Still another benefit is home equity, which is the value of the home minus the debt. Let's say one of my friends bought his house for about $175K in 1998, and now it's worth $450K. He still owes about $50K, so he has $400K of equity. He can either sell his house today for that amount (good luck with that in these difficult times), or take out an equity loan to use for whatever he wants. For instance, he could renovate to add more value to a home, use the sum to live on (not recommended since it's like living off a credit card), use it in an emergency situation (e.g. medical bills), or use it to invest in a business venture like starting a restaurant. Be aware that equity is really only a good thing if your house appreciates. If your house value stayed the same or depreciated, sure you'd still get equity, but it'd be just the money you've paid. It'll be like putting money under your pillow (plus paying the interest as well), and we know we don't want to do that.

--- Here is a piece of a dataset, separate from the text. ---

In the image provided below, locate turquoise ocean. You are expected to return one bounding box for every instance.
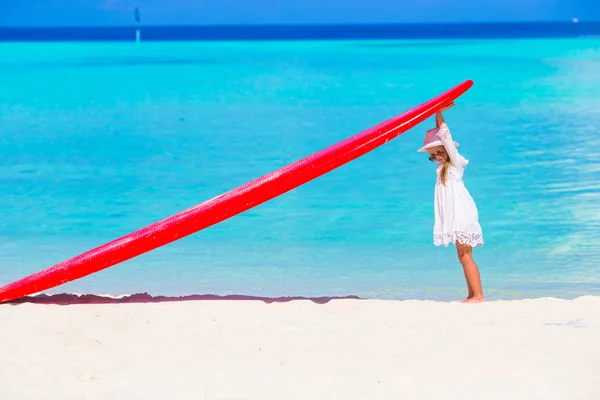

But then you ask me, don't houses ALWAYS appreciate? This is a good segway to the downsides of real estate. I know that in the past 10 years, people have made a killing investing in homes. But take a look at this chart by Robert Shiller, one of our most preeminent modern economists, who did a study examining average home prices adjusted for inflation from 1890-2006. http://www.1stmillionat33.com/posts/06-09-12/house_his.gif

As you can see, the appreciation in home prices historically has just been a bit better than inflation, with the exception of the years 2000-2006 when, for lack of a better phrase, they just went nuts. Ummm...I am going out on a limb and saying this period is an outlier, a bubble for which we are currently going through the corrective phase. I've seen people on TV recommending now is the time to snap up "bargain homes." I would argue against that, because the current median home price is still over $200K, and if you believe in Shiller's chart, there clearly is more room for prices to decline. (I am generalizing somewhat, because real estate is regional, and there are some parts of the country where housing prices have indeed bottomed already.) You don't want to buy a place, have it rapidly depreciate, and consequently have to stick with it for 10-20 years, waiting to generate some meaningful equity. Compounding this predicament is that homes are not as liquid as, say stocks. If one of your stocks tanks, you can easily sell shares whenever you want, but finding a buyer for a depreciating house and then going through all the logistics of a sale are far more difficult.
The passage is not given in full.